Le vote de 2004 avait choqué une partie de la Suisse. A ce moment-là déjà, on ressentait le changement majeur qui a eu lieu dans l’opinion après les attentats du 11 septembre 2001. Toute une série d’éléments avaient mené à une méfiance à l’égard de l’autre. Depuis 2004, cette tendance s’est encore accrue. Selon moi, la majorité de la population suisse continue à penser que le mieux serait de n’accorder le passeport à personne. Cette logique est renforcée par un climat politique nerveux, un climat économique vécu comme préoccupant par beaucoup de gens et par l’initiative du 9 février 2014, qui dit qu’il faut privilégier les indigènes, les Suisses. Dans la campagne précédant le vote populaire, le débat risque de se focaliser sur ces questions-là.

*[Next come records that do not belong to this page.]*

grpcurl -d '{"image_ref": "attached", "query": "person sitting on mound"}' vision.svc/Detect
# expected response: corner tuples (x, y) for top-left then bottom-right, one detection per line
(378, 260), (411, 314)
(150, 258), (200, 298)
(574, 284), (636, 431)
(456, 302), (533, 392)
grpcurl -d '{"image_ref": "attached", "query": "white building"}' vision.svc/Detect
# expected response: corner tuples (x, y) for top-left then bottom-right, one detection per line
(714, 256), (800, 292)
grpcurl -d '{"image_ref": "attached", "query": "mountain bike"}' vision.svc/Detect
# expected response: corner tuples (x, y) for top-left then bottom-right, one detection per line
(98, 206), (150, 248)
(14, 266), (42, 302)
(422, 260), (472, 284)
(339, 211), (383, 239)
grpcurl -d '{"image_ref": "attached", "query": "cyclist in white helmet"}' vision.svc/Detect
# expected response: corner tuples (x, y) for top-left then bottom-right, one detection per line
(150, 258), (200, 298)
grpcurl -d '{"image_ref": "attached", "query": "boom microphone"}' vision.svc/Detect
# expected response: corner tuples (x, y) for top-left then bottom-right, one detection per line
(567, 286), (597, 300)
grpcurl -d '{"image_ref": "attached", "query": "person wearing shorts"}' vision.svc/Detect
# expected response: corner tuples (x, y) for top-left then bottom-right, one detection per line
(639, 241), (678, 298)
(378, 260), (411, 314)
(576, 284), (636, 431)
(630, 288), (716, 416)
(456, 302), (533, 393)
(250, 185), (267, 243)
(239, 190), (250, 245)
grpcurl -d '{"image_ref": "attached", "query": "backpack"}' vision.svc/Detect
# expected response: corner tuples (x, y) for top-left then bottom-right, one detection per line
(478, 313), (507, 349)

Vous êtes donc pessimiste sur les chances du projet dans les urnes?
Oui, totalement. Malheureusement, tous les objets symboliques, pour montrer que les autres ne sont pas les bienvenus, ont passé ces dernières années en Suisse. Dans le cas de l’initiative parlementaire Marra, je pense que parmi les deux tiers de la population qui sont xénophobes en Suisse, il n’y aura aucun filtre incitant à voter pour le projet.

N’y a-t-il pas un enjeu identitaire? Une manière d’éviter un communautarisme rigide en Suisse?
Non. On parle ici de descendants d’Italiens et d’Espagnols qui ne savent même pas la langue de leurs parents. La question, c’est pourquoi ne se naturalisent-ils pas aujourd’hui? Cela peut être lié à la dépolitisation des jeunes, ou à un discours antisuisse dans la famille, peut-être à une certaine fierté identitaire qui joue encore un rôle. Les citoyens de 3e génération qui gardent le passeport de leurs parents ne connaissent pas de situation de ghettoïsation. Au contraire, ils vivent presque plus la diversité de leur identité que ceux qui se naturalisent, notamment de la 2e génération, puis se distancient des ressortissants de leur pays d’origine.